Peddling
Peddling is a marvellous thing– a production in which all the elements – text, performance, direction and design – come tightly enmeshed together to strengthen and support the whole. It may be part of the MTC’s Education program and the protagonist may be 19, but this is not a cosy kids’ show.
The play, originally written by actor Harry Melling to perform himself, is a homeless boy’s odyssey across London, a seventy-minute monologue that brings to mind Beckett, Joyce and contemporary rap. It is delivered – or rather thrust, hurled and fired at the audience - with amazing sustained focus and energy by Darcy Brown. He has sharp, chiselled features that can transform from threatening to sweet, sad vulnerability in an instant.

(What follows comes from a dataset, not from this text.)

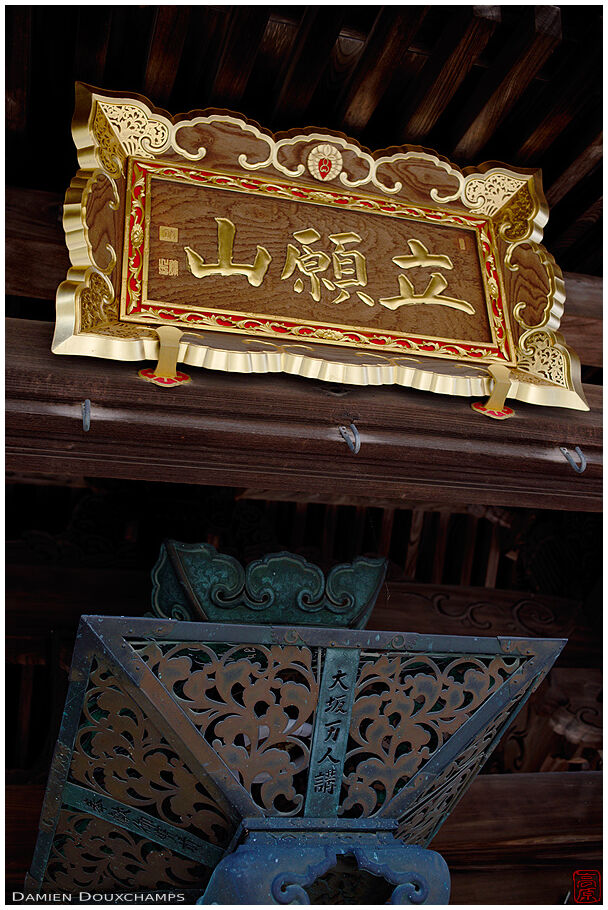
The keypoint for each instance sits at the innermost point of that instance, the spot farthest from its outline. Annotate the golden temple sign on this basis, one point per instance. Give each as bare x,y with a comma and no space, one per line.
212,242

It is directed by Susie Dee in her jagged, challenging, unrelenting visceral style. It happens on or about Marg Howell’s set that could be and sometimes is a skateboard ramp, a culvert, a car park, a street or the edge of a lake in which Boy, protagonist and narrator of his own life, dips his toe. Andy Turner’s lights show us all those places – and those moments where our solitary Boy is exposed and defenceless in the glare of the porch or hall lights of people who have homes. And behind and under the tale and the odyssey is Bec Mathews’ skilled percussion, right there on stage with Mr Brown, her drums, bells and cymbals driving the action, making sound effects, simulating a heart beat and magically enhancing the tension and the tightening grip on the audience of this Boy’s journey.
The percussionist seems to be Susie Dee’s addition and it is a brilliant decision. The original productions featured dance music. Likewise, the set, lighting and Kelly Ryall’s subtle sound design are completely original to this production.
Boy talks to himself as much as to us. He thinks, he ponders, he castigates himself, he buoys himself up. He works for a scamster and exploiter, ‘Bossman’. Bossman recruits bunches of street kids and shoves them out of his white van around London’s suburbs, equipped with an ID badge, a spiel about being in ‘Boris’s Young Offenders’ Program’ and plastic trays of ‘life’s essentials’ – loo paper, toothpaste, detergents – to peddle door to door. It’s telling that there’s no solidarity among the boys: they’re competing enemies. Boy himself, like the others, we guess, is a scarred survivor of institutions, violence casual and otherwise, and abandonment.
His night wanderings take him from snooty streets where the grand houses of ‘investors’ are empty, to still comfortable tree-lined middle class suburbia. With economic clarity and mimicry, Mr Brown peoples Boy’s monologue with those Boy meets or remembers – Bossman, boys in the white van, an old woman, an Indian shopkeeper, a little girl who asks, ‘What’s the password?’ He escapes the Bossman, stakes out territory in a car park and beds down on concrete. He blindfolds himself with toilet paper. He is heartbreaking.
He is an isolate, about whom no one cares, muscular yet frail, sleeping rough and waking sick and hungry, carrying sadness and rage like concrete in his vitals, self-hating but defiant, coming close to suicide at moments (the audience holds its breath), but coming back from the brink, the flame of his vitality somehow still burning and a sudden faint hope impelling him on.
Okay, the text can be a little too self-consciously ‘poetic’ at times and a touch derivative at others – although Mr Brown’s concision and energy do carry him through – and the major plot twist depends on a clunky coincidence. But we accept these things at once, such is the fluency of the words, the urgency of the tale and our investment in this Boy’s survival. It is a play that is not easy, not relaxing, not reassuring, but riveting, implacable and finally leaving one limp but rewarded, hoping this kid will find some solace and a better place in the world.
Michael Brindley
(This excellent production has an inexplicably short run so if you are in Melbourne, get there fast.)